Tuesday, May 17, 2005

Modern Art.

This entry is inspired by a recent blog by The Printing Press.

A few years back I visited the MOMA in San Francisco. There was some, in my totally amateur opinion, total crap. A 4-foot long shelf with nothing but toast on it. Not just one, but two separate pieces comprised of an empty transparent acrylic cube. One was entitled "Air". I forget what the other was titled, since I was too busy trying to suppress the laughter.

I always regarded my father as a great artist as he as always painted or sculpted in his spare time away from his dental practice. He has some ceramic pieces that are beautiful to me, and some that are not so much. On a number of occasions I had asked that he make something for my wife and me, as did many other friends and relatives. But he never did so by request. He would only do so when he was inspired to create something.

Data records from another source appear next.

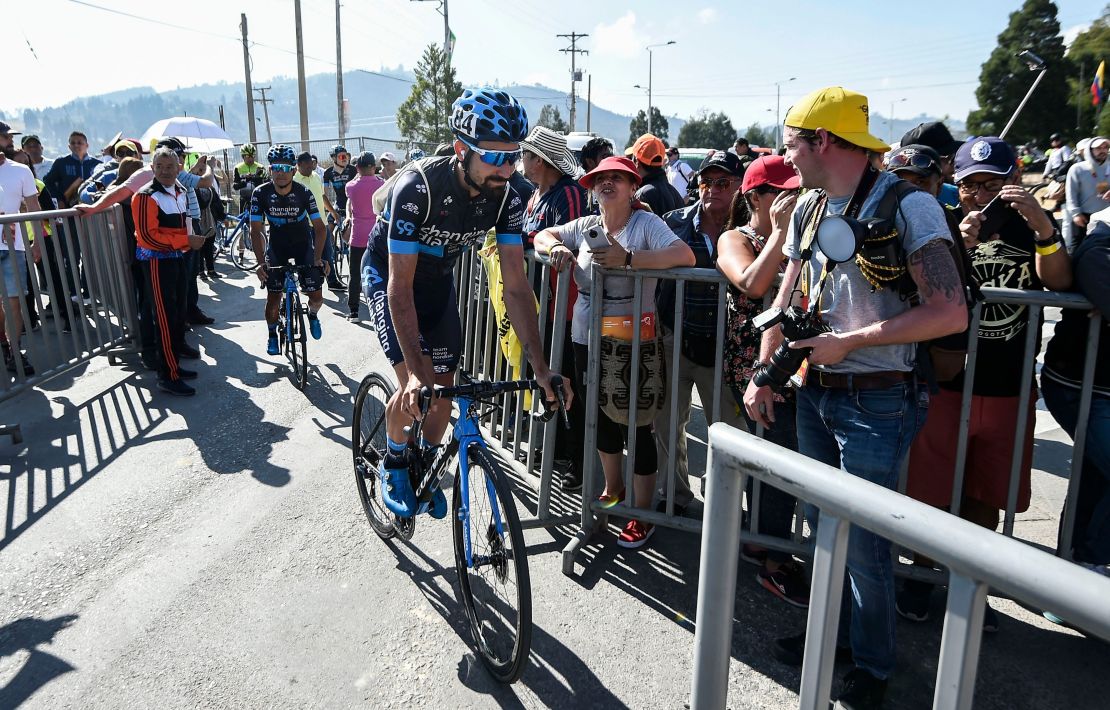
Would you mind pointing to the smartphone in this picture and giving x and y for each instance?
(994, 216)
(596, 239)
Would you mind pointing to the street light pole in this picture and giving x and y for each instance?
(649, 48)
(778, 104)
(890, 132)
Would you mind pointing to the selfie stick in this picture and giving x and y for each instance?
(1035, 63)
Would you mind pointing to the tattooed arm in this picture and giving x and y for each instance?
(942, 311)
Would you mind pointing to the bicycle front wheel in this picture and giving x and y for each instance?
(369, 446)
(298, 344)
(493, 581)
(242, 252)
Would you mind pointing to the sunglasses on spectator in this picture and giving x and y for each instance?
(912, 160)
(719, 183)
(970, 188)
(495, 158)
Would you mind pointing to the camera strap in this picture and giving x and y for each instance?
(810, 222)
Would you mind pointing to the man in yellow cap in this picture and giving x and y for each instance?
(859, 401)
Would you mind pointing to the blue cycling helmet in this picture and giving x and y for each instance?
(281, 153)
(488, 114)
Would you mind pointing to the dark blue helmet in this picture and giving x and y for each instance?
(281, 153)
(488, 114)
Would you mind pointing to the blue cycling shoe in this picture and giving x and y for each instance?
(397, 492)
(437, 508)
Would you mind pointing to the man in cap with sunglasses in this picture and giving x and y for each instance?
(435, 210)
(698, 225)
(859, 404)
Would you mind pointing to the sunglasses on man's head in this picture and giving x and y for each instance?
(494, 158)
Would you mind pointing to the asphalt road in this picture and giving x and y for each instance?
(212, 553)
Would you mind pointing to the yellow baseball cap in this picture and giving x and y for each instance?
(838, 111)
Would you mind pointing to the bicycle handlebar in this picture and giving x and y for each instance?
(483, 389)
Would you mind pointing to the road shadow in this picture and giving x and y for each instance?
(556, 676)
(40, 667)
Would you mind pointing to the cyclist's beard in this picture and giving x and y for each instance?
(490, 190)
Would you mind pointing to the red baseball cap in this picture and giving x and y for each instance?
(770, 170)
(611, 164)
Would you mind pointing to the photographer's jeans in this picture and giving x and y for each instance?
(866, 433)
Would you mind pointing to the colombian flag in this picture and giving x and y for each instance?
(1098, 87)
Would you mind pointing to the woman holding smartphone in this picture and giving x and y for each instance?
(624, 235)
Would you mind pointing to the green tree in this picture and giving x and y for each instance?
(757, 135)
(1005, 79)
(638, 125)
(423, 115)
(707, 130)
(1090, 47)
(550, 118)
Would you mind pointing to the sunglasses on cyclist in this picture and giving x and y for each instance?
(912, 159)
(494, 158)
(719, 183)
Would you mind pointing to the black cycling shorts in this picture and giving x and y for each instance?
(300, 253)
(441, 332)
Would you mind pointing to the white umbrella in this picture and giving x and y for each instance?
(199, 134)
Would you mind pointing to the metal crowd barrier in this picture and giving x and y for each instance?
(977, 559)
(89, 251)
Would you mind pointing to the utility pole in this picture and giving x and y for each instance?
(339, 69)
(575, 75)
(246, 74)
(302, 92)
(446, 27)
(589, 98)
(265, 111)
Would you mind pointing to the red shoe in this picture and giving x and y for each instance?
(635, 534)
(608, 501)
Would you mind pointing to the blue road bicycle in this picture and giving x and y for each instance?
(292, 335)
(491, 560)
(236, 241)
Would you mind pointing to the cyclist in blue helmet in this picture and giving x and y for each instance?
(296, 233)
(436, 209)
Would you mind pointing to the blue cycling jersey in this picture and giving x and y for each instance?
(435, 217)
(290, 215)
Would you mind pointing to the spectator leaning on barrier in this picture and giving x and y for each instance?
(678, 173)
(648, 153)
(698, 226)
(360, 193)
(557, 199)
(1060, 383)
(1088, 186)
(860, 404)
(163, 233)
(637, 240)
(39, 162)
(17, 190)
(1025, 253)
(750, 255)
(936, 135)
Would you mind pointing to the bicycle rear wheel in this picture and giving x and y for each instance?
(242, 252)
(367, 448)
(298, 343)
(494, 586)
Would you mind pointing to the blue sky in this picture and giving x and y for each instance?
(912, 58)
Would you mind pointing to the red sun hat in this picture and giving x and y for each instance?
(612, 163)
(770, 170)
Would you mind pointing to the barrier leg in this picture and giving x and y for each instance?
(959, 646)
(716, 595)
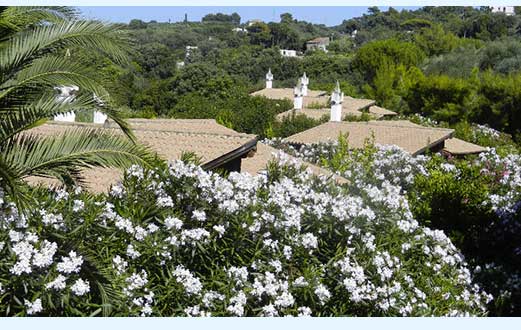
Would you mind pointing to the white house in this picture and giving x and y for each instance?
(288, 53)
(240, 30)
(190, 50)
(507, 10)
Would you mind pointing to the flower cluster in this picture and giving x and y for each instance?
(276, 244)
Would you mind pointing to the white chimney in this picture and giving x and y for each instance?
(67, 95)
(269, 79)
(336, 103)
(305, 83)
(99, 117)
(298, 97)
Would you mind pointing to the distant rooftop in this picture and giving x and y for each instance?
(169, 138)
(413, 139)
(458, 147)
(212, 142)
(286, 93)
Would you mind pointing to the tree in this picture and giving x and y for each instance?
(286, 18)
(371, 56)
(259, 34)
(32, 62)
(137, 24)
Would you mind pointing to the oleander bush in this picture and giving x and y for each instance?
(181, 241)
(476, 201)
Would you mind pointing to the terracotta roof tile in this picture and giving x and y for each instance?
(459, 147)
(265, 154)
(169, 138)
(286, 93)
(413, 139)
(381, 111)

In my estimation it was when he needed to express himself in ways that he did not want to verbalize. Any time I would ask him what his thoughts were behind one of his abstract pieces, he would answer by asking what I saw in it, because that is what it was meant to be. When expressing yourself with that kind of attitude, you can never be wrong.

He has had a much longer journey through life, and has his own unique set of baggage. It's his art that is his release, his escape, it is himself. And he has never needed an art school to tell him how to express himself.

He did give me one of his pieces. It had won him a blue ribbon at the county fair. People who think that their opinion of art has any importance might scoff. To them I would tell them that they don't get it.

In a similar manner, I should not scoff at what I saw in The San Francisco MOMA. I just didn't get it. What I saw said nothing to me. I tried to keep an open mind, but it was difficult. I didn't understand what the creators were trying to express, other than they had some extra bread left one day after breakfast, and were just trying to see what shit the folks at the MOMA would ooh and ahh over. I could imagine the following conversation occurring in at least two studios -

"Hey, have you seen my empty acrylic display box anywhere?"
"Oh, I thought it was a completed work and submitted it to the gallery for you."
I balk at calling them artists. My father is an artist.